高額選手に厳しい阪神株主!城島、コバヒロ名指しで「不良債権」呼ばわり

 【2012年6月15日付デイリースポーツ紙面より】

 阪急阪神ホールディングス(HD)の株主総会が14日、大阪市内で開かれ、株主から経営陣への質疑応答で、阪神のマット・マートン外野手(30)を心配する声が上がった。企業の経営方針や重要事項を決議する株主総会で、傘下球団の1選手のコンディションについて異例の質問が飛んだ。虎党の株主は配当金アップより助っ人の打撃上昇を待ち望んでいる。また、フリーエージェント(FA)獲得選手や若手の育成方針など、補強策にも批判が集まった。

 4753人が詰めかけた株主総会。マイクを握った女性株主が虎党を代表し、経営陣に率直な思いをぶつけた。

 「マートン選手は去年、一昨年とすごく一生懸命でしたけど、今年は熱気が感じられません」

 2年連続で最多安打をマークした優良助っ人が、今年は“大暴落”。打率は2割台前半と低迷し、9日には緩慢守備を機に舌禍騒動を起こした。らしくない姿が続くマートンの現状を問うた。

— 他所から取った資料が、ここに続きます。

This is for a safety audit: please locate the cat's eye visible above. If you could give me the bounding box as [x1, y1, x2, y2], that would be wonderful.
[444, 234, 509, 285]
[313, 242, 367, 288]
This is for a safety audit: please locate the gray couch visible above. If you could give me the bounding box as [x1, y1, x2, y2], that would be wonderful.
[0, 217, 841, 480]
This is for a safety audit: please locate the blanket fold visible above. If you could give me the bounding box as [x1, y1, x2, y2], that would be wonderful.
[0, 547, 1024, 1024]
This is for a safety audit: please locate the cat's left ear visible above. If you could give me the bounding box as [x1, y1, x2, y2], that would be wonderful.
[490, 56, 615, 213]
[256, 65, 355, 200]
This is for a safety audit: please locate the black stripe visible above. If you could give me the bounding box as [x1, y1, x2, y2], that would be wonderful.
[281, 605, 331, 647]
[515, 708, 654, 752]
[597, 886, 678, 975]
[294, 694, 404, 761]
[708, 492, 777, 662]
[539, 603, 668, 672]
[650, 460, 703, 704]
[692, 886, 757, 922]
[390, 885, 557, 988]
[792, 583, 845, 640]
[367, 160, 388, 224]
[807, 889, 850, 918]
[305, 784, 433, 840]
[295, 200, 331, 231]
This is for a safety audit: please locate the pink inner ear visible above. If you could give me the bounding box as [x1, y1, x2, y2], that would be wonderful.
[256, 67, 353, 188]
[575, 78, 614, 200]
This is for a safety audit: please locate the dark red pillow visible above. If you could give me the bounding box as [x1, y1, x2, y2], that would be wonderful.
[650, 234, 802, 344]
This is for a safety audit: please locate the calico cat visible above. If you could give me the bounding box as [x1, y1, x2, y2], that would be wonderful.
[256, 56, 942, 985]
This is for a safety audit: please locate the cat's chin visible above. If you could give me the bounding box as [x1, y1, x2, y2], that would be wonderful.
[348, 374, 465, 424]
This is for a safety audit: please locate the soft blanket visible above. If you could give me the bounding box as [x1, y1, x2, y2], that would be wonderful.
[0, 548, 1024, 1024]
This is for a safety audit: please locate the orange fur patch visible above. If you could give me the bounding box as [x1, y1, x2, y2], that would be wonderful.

 これに応じた南球団社長が「ボール(統一球)、ストライクゾーンの問題でパニックになっている」と説明。「決してやる気をなくしているわけではない」とし、試合後に居残って映像をチェックしている話を披露。「去年も今ごろから夏場にかけて調子が上がっている」と、力強く今後の復調に太鼓判を押した。

 また男性株主は故障と不振で1軍にいない城島、小林宏を名指しした上で、「給料が高い選手を呼んできているが、全然活躍していない。不良債権を抱えているとしか思えない」と厳しく指摘。「若手をしっかり育ててほしい」と求めた。

 再び壇上に立った南社長は「基本方針はドラフトで獲得した新人を自前で育てること。これからはどんどん若手にもチャンスが回ってくる」と育成強化を約束。マートンへの思いとともに、株主の声は全虎党の思いを代弁していた。